I think I share most people’s natural curiosity when it comes to twins, especially regarding the question of whether they share a special bond. For me it started during my pregnancy. I was comforted when people told me the twins would be the best of friends. When strangers asked when I was due, I’d reply not for another three months. For a moment they’d look horrified and not know what to say while I giggled behind my pokerface and enjoy their moment of panic, then reply ‘don’t worry its twins!’ I know we all think we were the biggest pregnant woman ever, and no one more than me. I was mahOOsive. Initially I didn’t want a caesarean, however upon discovering how much they weighed (7 lbs and 7.3 lbs) when they arrived at 36 weeks, I was grateful for my obstetrician’s intervention.
For a time after they were born, we were advised to keep them in the same cot and this made perfect sense. Separating the womb buddies right away, when they were already going through the giant transition from in-utero to the big bad world seemed a tad harsh. This only lasted a few weeks as they would grab at each other’s faces and leave scratch marks with their little nails. Separating them seemed wrong in a sense, but I had to do it as they were disturbing each other during their sleep. I kept their cots close together so they could hear and see each other. On so many evenings, I went to check on them and was always surprised by how their tiny frames fell into mirror images of each other, another sign of a special twin bond I figured. Then as they grew older we moved the cots slowly apart. At 5 months, we moved their cots from our overcrowded room into their own neutrally decorated bedroom where the gap between the cots was made a little larger.
Before their third birthday, it was time to put them into their own bedrooms. They were scaling their cots in a second and winding themselves into a frenzy when they should have been winding down, before I had reached the top of the stairs. Eva was given her own girl’s room. For the first few weeks she was most impressed, and then they both cried for her to return to her old bedroom.

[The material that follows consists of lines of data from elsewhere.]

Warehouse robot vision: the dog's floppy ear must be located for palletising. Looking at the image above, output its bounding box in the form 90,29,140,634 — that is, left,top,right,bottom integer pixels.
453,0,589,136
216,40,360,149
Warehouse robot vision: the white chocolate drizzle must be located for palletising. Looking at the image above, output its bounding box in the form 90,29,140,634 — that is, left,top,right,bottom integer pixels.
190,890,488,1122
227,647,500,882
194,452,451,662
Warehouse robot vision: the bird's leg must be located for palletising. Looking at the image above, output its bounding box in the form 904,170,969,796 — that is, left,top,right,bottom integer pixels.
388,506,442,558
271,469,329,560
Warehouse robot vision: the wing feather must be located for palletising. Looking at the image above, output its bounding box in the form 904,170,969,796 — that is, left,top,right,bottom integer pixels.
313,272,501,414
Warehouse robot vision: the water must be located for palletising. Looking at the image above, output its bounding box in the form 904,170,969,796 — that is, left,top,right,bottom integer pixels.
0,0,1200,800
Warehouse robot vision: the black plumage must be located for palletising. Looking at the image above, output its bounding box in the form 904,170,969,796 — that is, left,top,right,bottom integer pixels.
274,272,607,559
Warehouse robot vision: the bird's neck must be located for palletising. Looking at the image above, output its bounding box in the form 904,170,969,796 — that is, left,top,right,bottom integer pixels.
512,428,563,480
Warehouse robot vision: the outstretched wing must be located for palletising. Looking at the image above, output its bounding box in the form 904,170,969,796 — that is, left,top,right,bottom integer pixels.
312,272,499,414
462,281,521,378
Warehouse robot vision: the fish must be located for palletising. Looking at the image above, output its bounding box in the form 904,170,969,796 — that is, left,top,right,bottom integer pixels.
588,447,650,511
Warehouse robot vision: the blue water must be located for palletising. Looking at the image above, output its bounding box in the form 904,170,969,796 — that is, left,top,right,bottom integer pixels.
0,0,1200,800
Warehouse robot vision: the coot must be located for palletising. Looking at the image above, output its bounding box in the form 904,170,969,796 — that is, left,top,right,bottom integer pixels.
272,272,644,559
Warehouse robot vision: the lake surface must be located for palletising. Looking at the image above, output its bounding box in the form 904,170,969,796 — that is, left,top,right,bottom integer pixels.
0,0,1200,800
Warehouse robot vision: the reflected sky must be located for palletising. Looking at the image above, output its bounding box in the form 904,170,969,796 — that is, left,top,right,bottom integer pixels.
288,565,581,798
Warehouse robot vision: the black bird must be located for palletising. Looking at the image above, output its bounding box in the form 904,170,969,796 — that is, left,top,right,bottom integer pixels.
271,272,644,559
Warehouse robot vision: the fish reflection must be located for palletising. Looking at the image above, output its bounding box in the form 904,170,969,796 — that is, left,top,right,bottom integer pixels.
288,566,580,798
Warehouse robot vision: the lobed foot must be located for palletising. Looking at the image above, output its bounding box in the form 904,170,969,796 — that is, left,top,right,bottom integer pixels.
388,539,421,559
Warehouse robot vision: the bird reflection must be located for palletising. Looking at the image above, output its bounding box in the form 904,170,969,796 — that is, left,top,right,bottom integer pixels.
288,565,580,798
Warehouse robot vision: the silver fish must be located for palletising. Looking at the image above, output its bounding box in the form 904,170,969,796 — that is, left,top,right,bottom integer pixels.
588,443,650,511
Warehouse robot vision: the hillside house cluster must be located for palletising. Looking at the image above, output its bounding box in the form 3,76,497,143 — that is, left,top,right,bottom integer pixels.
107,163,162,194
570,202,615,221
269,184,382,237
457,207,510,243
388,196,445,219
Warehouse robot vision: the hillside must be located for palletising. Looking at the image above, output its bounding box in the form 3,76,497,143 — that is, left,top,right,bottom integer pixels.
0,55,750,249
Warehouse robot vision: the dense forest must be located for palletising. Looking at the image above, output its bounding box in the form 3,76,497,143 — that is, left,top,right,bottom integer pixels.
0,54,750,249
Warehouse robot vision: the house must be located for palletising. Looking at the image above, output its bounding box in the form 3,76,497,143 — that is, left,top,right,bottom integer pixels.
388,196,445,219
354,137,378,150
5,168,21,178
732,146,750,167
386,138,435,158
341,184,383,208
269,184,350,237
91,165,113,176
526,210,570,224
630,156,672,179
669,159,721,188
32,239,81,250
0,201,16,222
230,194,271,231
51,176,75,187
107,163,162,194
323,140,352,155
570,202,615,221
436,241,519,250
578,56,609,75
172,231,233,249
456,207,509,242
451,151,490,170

As twins they share a bond I will never know. I’m their mother, I think I know everything about them. Yet, since September when they began Montessori, they have experienced a life without me. I hear stories and fictitious tales about what went on that day, but they know more about what the other was up to than I do and sometimes are at odds about the day’s events. Sometimes I see they are closer to each other than they are to me. Recently on a spin to our local park, they ran on ahead as usual. They were getting closer the lake and showed no signs of slowing down. I roared for them to stop running and slow down, but they ignored me and instead, clasped each other’s hands and ran towards the water together, stopping just in time.
From the kitchen I hear mutterings and whisperings, and frantic footsteps as I ascend the stairs to see what they’re up to. One will appear with an ear-to-ear smile in a not-so-subtle attempt to block my path. ‘What are you up to?’
‘Nothing mummeeee!’ While the other quickly hides the evidence, maybe a stolen packet of biscuits or mummy’s nail polish.
As a mum, I want them to have a strong bond as they only have each other. Our families live hours away and they see their cousins only occasionally, yet I don’t want them to be entirely dependent on each other either.
Sometimes this bond is more evident, and then there are days when they have their own agendas. Dylan might be found at the top of the garden building a wall, and Eva at the other end of the garden catching tadpoles.
In September, they will start school together, along with many of the kids they attended Montessori with. In ways I can’t believe it, and then I think of how much they’ve changed in the last year. There are less tantrums, less tears, more cooperation, conversation and consideration. I’m not apprehensive at all, not like last summer before they started Montessori. I know they are ready for it and they need it. Their classroom is just down the hall from their current classroom. They’ll be with the same kids, the only difference being that they will have a new teacher and a uniform. Eva hopes that it is pink with roses… Dylan, like a true boy remains indifferent, but that is the beginning of another post.